We also know that events of this magnitude make old slogans, left and right, seem stale, sometimes shamefully so. Only the most contorted analysis can lay the blame for this slaughter of innocents on “American Imperialism.” The rhetoric of free market omnipotence, so dominant for so long, became a bit less believable when Republicans and Democrats in Congress agreed that the marketplace couldn’t keep the airlines flying; only the government, however clumsily, could do that.
And complaints about America’s alleged “moral bankruptcy” or “hedonism” have been laid low by the community spirit and selflessness of countless firefighters, rescue workers and volunteers. Our celebrities, suddenly, are not high-tech wizards, Hollywood beautiful people or hotshot investors, but public employees who soared in our esteem by simply doing their jobs—and ordinary citizens who simply behaved as citizens should.
We know, finally, that patriotism is now spoken of without any irony. The American flag, a politically contested symbol in the 40 Years War that began in the 1960s, has been restored as the banner representing the entire American community. This is not a trivial change. It suggests we might begin believing again in common endeavor.

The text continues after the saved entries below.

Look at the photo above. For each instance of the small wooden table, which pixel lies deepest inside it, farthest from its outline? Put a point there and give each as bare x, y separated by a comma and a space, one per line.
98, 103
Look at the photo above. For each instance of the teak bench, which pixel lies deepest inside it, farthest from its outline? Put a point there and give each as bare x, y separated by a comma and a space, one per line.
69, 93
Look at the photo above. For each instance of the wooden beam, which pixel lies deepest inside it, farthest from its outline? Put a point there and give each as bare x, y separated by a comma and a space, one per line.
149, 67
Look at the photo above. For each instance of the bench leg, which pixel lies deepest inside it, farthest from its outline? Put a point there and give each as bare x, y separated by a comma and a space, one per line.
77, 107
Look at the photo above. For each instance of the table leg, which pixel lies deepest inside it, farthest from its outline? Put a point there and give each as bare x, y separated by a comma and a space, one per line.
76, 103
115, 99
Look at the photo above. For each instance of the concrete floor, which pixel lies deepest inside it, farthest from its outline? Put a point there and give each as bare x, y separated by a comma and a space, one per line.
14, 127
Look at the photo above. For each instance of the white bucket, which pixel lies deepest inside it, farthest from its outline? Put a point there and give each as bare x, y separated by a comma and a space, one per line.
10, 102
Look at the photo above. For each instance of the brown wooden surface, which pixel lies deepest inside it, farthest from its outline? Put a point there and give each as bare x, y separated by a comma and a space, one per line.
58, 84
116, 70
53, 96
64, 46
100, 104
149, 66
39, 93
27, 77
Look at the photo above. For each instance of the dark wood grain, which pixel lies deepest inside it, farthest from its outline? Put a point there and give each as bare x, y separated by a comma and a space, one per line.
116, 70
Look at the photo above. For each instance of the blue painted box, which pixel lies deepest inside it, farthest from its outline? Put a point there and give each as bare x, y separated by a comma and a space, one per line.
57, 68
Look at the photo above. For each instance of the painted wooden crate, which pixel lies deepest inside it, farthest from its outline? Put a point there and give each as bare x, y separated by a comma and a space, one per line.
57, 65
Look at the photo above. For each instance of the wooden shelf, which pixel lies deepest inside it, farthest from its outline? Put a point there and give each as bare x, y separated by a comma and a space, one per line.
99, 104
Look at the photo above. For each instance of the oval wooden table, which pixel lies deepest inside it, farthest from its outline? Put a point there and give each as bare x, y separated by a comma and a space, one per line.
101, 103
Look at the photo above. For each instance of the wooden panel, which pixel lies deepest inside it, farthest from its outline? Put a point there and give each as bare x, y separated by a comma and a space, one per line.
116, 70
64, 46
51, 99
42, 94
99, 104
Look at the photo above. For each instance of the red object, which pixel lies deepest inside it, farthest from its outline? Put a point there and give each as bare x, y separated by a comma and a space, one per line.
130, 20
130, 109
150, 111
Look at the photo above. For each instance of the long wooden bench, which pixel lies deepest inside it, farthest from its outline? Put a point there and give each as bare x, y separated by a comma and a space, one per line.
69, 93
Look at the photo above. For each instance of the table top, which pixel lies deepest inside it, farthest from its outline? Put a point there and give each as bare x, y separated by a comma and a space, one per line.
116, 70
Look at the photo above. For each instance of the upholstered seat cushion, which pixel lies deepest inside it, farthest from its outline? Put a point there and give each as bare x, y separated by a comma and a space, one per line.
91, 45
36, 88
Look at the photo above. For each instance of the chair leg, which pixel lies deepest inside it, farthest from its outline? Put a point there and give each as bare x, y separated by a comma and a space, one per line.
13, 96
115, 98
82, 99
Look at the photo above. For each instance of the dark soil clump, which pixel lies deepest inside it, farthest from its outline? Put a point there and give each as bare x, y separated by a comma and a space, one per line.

There is no getting around the close division in both houses of Congress or the fact that both parties will fight fiercely for control in the 2002 elections, war or no war. Politicians will continue to do what it takes to win. People of strong views will continue to want their ideas to prevail. I want national health insurance no less devoutly than my conservative friends wish for more tax cuts. Sept. 11 did not change that.
But perhaps the way we argue out such differences will change. Our hope should be not for an end to partisanship, but for the beginning of a New Partisanship, a debate over real differences with less meanness and manipulation. We might begin by taking the current seriousness seriously, and by agreeing that politics, public life and public service are too important to be trivialized or denigrated. If we don’t believe that now, we never will.
E.J. Dionne is a Washington Post columnist and a senior fellow at the Brookings Institution.